Created on Thursday, 28 February 2008 06:44
Last Updated on Thursday, 28 February 2008 06:44
To The Editor:
Two years ago my family was issued a nine-lot subdivision permit on our property. We were forced to challenge the permit because of two provisions required in the permit.
The first requirement was that our current driveway entrance on Route 100 be substantially changed even though this entrance was not the entrance to the subdivision and had nothing to do with the subdivision at all.
The second requirement was that we were required to provide two rights of way to the nine-lot subdivision to the north of our property and we or the subsequent landowners would be required to build and maintain these rights of way at our expense, not the town's.
The town offered no compensation for the land required for the rights of way that no one wanted except the planning commission and the select board.

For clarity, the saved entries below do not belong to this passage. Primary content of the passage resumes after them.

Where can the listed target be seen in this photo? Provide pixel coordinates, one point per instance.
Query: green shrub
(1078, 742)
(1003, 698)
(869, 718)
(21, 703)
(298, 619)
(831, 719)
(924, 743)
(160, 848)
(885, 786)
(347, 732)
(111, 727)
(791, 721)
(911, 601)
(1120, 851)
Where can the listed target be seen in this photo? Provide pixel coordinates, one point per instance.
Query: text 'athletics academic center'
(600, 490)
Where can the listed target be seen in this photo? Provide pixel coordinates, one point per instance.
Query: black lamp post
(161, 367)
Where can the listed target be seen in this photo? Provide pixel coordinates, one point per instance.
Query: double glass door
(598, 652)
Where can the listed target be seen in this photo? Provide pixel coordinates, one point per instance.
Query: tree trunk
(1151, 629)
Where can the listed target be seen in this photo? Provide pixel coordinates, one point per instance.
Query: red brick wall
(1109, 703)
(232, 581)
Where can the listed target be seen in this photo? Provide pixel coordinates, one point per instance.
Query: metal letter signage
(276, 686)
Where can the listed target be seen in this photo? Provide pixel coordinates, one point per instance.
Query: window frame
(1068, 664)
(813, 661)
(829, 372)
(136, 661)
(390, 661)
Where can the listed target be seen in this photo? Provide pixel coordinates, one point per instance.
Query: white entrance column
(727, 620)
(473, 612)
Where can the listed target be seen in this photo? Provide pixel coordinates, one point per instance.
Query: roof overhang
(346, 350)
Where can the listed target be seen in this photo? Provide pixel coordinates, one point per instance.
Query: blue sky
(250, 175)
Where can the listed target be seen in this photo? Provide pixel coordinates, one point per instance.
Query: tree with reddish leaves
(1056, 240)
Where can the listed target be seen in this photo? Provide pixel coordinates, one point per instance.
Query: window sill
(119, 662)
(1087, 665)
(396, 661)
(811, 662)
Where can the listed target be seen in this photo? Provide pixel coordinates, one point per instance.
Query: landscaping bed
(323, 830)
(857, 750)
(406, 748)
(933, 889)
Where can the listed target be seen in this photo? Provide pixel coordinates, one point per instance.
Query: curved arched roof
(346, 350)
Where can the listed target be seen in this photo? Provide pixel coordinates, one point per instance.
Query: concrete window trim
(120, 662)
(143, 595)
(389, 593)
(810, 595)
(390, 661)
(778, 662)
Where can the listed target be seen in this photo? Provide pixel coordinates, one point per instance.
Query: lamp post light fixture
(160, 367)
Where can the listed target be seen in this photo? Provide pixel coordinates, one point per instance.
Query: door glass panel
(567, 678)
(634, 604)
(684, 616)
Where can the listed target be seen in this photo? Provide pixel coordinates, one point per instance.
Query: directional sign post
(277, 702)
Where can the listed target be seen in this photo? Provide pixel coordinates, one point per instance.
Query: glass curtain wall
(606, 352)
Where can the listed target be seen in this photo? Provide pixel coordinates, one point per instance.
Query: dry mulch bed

One of these rights of way would destroy the water springs serving three families and the other was right through our front lawn. The town of Waitsfield spent in excess of $15,000 in legal expenses fighting for these rights of way that no one wanted except the town boards.
Landowners, when you vote on the new subdivision regulations on Town Meeting Day by Australian ballot, the regulations now read as may
require instead of shall
require rights of way. It is still up to the development review board as to that requirement. Therefore, landowners beware that conditions can still come up in the future even if the wording now reads "may" instead of "shall."